In today’s economy, instead of looking to banks, more people are seeking alternatives like peer-to-peer loans, crowd-funding or family and friends when they need to borrow money. If you’re not a one-percenter — and 99% of you aren’t — you will probably need to borrow money at some point in your life. According to MarketWatch most Americans are only one paycheck away from the street. Yikes! They add that, “Faced with an emergency, they say they would raise the money by reducing spending elsewhere (26%), borrowing from family and/or friends (16%) or using credit cards (12%).”
We’re not just borrowing for emergencies, this is the age of startups and Entrepreneur reports that 38% of new businesses are launched with loans from family and friends — the average investment is $23,000. Peer lending, other types of personal loans and credit cards make up 57% of startup funding. Though it’s always been a universal truth that you should never borrow or lend money to family and friends, the truth is that it the only realistic option for many people. Especially as peer-to-peer loans are increasingly looking less like part of the sharing economy and a lot more like traditional bank loans.
Start with loan clarifications
So if you don’t want to lose friends or alienate family members, it’s vital to come up with some ground rules.
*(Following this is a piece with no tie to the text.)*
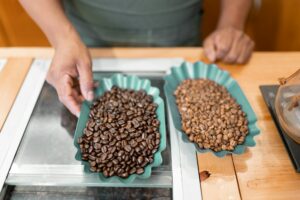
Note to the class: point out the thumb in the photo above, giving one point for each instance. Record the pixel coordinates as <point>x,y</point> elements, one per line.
<point>209,49</point>
<point>86,79</point>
The borrower needs to have a written plan for how they will repay the debt, the repayment schedule and some sort of collateral just in case. The lender also needs to know exactly how much they can afford to put up — and take into account that you may not get it back as soon as you’d like or (worst case scenario) at all. You also have to understand the tax laws regarding peer-to-peer loans. For instance, there is a minimum interest rate that you’re required to charge in order to declare the amount as a loan on your return. And for the sake of both parties, ALWAYS have a written, signed and (even better) notarized agreement.
The complexity of the loan
Peer loans can also affect your relationship in a number of unexpected ways. It could create a dynamic where the borrower feels constantly indebted and the lender feels owed, which creates resentment on both ends. If you can’t pay the money back, you could find yourself avoiding the lender. Likewise, the lender could wind up avoiding the borrower because they feel uncomfortable asking to be paid. It’s all too easy to put these kinds of loans at the bottom of your payment list because you know they’re not going to report you to a credit bureau or charge penalties. It’s essential to maintain open communication and never borrow or lend to someone with whom you have unresolved issues.
The Puddle app
And of course, there’s an app for that Puddle blends peer-to-peer loans with crowd funding and social media. It lets you create a network of trusted friends and family who all contribute to the pool. Each member can borrow up to 5x what they put in. However these are very short-term (3-6 months) loans.